Spotting is how you see other characters and armies in the game world. It is your most effective information gathering tool. Spotting is done both by your estates and your mobile army.
Two concepts come together for proper spotting. The spotting distance is how far from your position you can see, while visibility determines how easy an army is to spot.
Visibility is mainly based on the number of troops, but also on their type. Heavy troops in general are more easy to spot as they move slower, need waggons to carry heavy equipment and so on. Cavalry especially is easy to spot. In addition, visibility depends on the environment. In dense forests, it is easy to hide. In desert, scrub or grasslands, it is difficult to hide an army and it will be visible over a greater range.
Spotting distance has a base range and grows mostly with the number of scouts in the army. It also depends on the biome you are located in, same as visibility. Finally, if you are familiar with the region (see Region Familiarity under Travel), your scouts know where got spotting locations are, increasing your effective spotting distance.

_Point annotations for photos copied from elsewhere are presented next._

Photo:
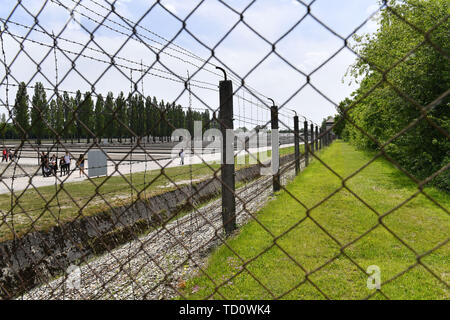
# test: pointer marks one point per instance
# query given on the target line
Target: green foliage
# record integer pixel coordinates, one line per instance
(39, 112)
(416, 75)
(112, 118)
(21, 116)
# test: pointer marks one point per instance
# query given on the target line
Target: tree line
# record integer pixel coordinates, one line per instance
(83, 116)
(401, 100)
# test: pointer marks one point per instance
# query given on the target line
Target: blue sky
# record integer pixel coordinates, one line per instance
(306, 47)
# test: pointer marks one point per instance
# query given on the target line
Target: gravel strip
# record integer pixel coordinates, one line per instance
(153, 266)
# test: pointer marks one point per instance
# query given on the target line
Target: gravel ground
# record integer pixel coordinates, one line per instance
(153, 266)
(9, 172)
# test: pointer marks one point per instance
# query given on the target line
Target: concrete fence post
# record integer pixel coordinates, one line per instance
(275, 149)
(297, 145)
(228, 168)
(317, 138)
(305, 133)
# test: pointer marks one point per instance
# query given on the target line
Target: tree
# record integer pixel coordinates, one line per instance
(417, 71)
(3, 126)
(39, 112)
(20, 111)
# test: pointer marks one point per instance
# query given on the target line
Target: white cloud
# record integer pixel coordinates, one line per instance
(308, 46)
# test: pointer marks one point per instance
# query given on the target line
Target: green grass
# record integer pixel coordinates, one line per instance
(419, 223)
(38, 209)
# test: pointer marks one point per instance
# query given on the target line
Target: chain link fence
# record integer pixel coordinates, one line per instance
(167, 198)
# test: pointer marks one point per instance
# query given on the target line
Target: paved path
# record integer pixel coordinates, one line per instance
(23, 179)
(151, 266)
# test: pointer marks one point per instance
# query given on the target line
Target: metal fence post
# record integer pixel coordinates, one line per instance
(317, 138)
(275, 148)
(321, 139)
(305, 133)
(296, 145)
(227, 170)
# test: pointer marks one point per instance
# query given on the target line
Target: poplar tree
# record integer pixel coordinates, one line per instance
(21, 117)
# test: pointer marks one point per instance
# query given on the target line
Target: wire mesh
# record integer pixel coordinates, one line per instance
(136, 232)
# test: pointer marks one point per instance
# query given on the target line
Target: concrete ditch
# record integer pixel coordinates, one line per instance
(36, 258)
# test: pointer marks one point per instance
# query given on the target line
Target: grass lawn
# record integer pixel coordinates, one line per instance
(30, 213)
(419, 223)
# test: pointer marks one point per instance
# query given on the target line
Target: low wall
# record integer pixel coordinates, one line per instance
(39, 256)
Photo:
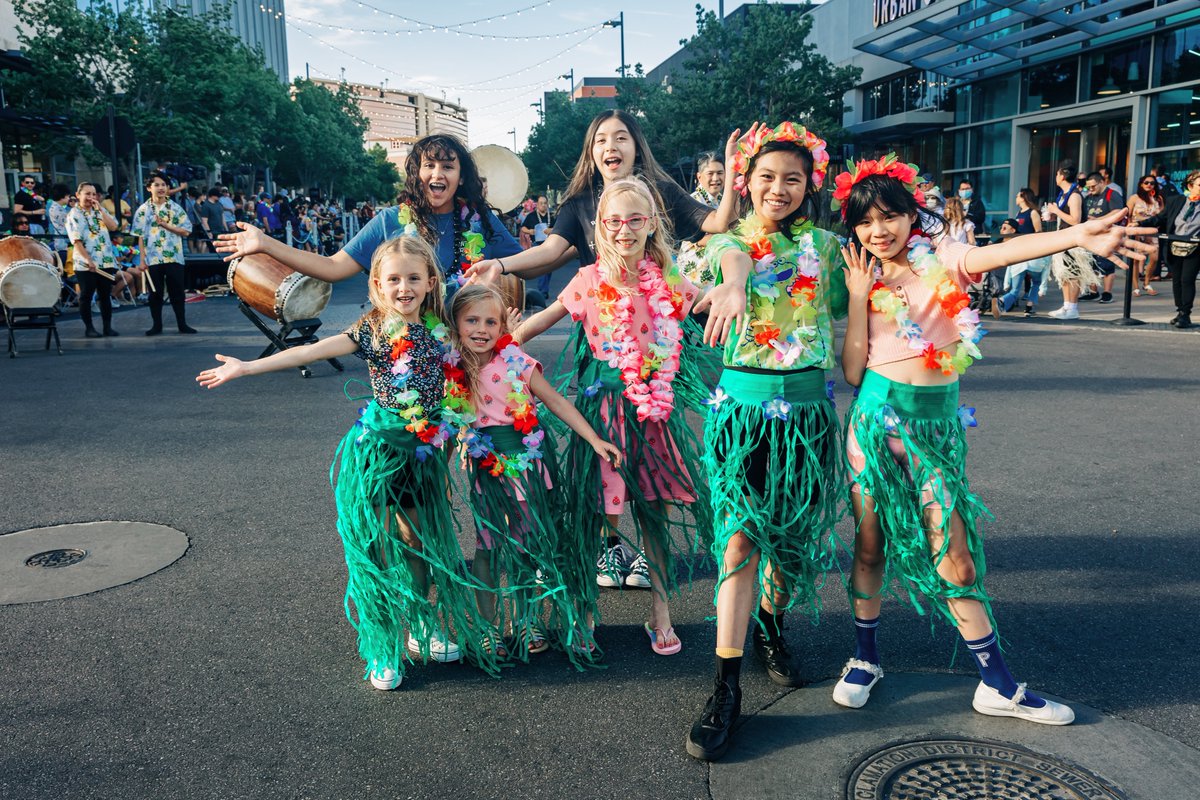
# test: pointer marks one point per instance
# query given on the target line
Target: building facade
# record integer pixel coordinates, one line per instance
(1007, 91)
(396, 119)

To calculate who spots whom, both of these are taken into account. And yes that means a small army hiding in a forest will be able to spot a large army moving across grassland long before the other way around.
In general, the full spotting distance that is displayed both on the map and on your character status page is the distance at which you will spot a very large army. Half of that distance (also shown seperately on the map) is the distance at which you will spot a lone noble without army or entourage.
In addition to personal scouting, there are also watchtowers. Any watchtowers within your spotting range will automatically used by your scouts. Any watchtowers in the area of your estates will automatically be used by the local militia.
From those watchtowers, you will also get spotting alarms and characters spotted from them will be marked on your map.
Characters or armies inside a settlement have dramatically reduced visibility.
When your men spot someone, they will report what they have seen. These reports collect, so with a few spottings over some hours, you can draw a line on a map and make a guess where your target is travelling, for example. Your scouts will keep spotting alarms for some days to allow this.